BACKGROUND: Postmenopausal hormone therapy use has been associated with lower colorectal cancer risk in observational studies. However, the role of endogenous sex hormones in colorectal cancer development in postmenopausal women is uncertain. METHODS: The relation of colorectal cancer risk with circulating levels of estradiol, estrone, free (bioactive) estradiol, progesterone and sex hormone-binding globulin (SHBG) was determined in a nested case-control study of 1203 postmenopausal women (401 case patients and 802 age and race/ethnicity-matched control patients) enrolled in the Women's Health Initiative Clinical Trial (WHI-CT) who were not assigned to the estrogen-alone or combined estrogen plus progestin intervention groups.
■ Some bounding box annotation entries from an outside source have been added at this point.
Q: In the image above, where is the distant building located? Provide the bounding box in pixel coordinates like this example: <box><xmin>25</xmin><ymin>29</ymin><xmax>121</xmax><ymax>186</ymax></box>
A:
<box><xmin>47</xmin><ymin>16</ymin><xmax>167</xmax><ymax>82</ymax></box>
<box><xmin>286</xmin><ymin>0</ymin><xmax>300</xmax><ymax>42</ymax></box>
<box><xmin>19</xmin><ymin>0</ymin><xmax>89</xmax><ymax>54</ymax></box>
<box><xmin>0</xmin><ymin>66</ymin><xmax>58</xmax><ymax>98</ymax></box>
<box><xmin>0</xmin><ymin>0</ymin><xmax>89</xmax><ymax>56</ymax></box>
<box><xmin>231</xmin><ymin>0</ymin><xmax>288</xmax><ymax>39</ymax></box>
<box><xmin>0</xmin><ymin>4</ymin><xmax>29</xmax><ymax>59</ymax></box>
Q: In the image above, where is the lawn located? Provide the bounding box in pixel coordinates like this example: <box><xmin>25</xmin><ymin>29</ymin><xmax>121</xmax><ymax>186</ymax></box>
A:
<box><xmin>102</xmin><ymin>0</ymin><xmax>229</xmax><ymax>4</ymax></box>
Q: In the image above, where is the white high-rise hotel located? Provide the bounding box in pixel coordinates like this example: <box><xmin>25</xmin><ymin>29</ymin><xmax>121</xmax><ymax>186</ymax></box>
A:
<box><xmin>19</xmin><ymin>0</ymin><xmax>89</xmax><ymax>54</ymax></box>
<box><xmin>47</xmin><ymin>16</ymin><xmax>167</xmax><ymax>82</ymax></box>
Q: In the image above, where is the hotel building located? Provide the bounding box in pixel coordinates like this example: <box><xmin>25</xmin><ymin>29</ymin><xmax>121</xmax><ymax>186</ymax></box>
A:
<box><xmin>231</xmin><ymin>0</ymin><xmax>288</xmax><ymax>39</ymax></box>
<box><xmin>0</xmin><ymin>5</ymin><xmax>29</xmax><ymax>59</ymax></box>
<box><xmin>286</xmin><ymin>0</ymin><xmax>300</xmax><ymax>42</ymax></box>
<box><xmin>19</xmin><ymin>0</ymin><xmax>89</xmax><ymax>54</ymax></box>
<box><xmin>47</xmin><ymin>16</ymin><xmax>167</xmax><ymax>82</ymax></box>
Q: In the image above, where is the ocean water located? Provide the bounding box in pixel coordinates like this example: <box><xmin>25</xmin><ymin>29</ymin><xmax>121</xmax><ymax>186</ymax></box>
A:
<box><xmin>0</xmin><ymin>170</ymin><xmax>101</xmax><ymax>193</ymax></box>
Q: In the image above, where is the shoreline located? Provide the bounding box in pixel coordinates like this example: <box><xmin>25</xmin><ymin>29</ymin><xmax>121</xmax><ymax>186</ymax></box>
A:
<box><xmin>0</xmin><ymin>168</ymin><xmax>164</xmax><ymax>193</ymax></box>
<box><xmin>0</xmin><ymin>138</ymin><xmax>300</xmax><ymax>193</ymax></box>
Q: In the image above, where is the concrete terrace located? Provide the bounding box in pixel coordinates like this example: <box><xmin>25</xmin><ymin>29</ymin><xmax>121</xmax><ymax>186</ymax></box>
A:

We used multivariable-adjusted conditional logistic regression models that included established colorectal cancer risk factors. All statistical tests were two-sided. RESULTS: Comparing extreme quartiles, estrone (odds ratio [OR]q4-q1 = 0.44, 95% confidence interval [CI] = 0.28 to 0.68, P trend = .001), free estradiol (ORq4-q1 = 0.43, 95% CI = 0.27 to 0.69, P trend ≤ .0001), and total estradiol (ORq4-q1 = 0.58, 95% CI = 0.38 to 0.90, P trend = .08) were inversely associated with colorectal cancer risk. SHBG levels were positively associated with colorectal cancer development (OR[q4-q1] = 2.30, 95% CI = 1.51 to 3.51, P trend ≤ .0001); this association strengthened after further adjustment for estradiol and estrone (ORq4-q1 = 2.50, 95% CI = 1.59 to 3.92, P trend < .0001). Progesterone was not associated with colorectal cancer risk. CONCLUSION: Endogenous estrogen levels were inversely, and SHBG levels positively, associated with colorectal cancer risk, even after control for several colorectal cancer risk factors. These results suggest that endogenous estrogens may confer protection against colorectal tumorigenesis among postmenopausal women.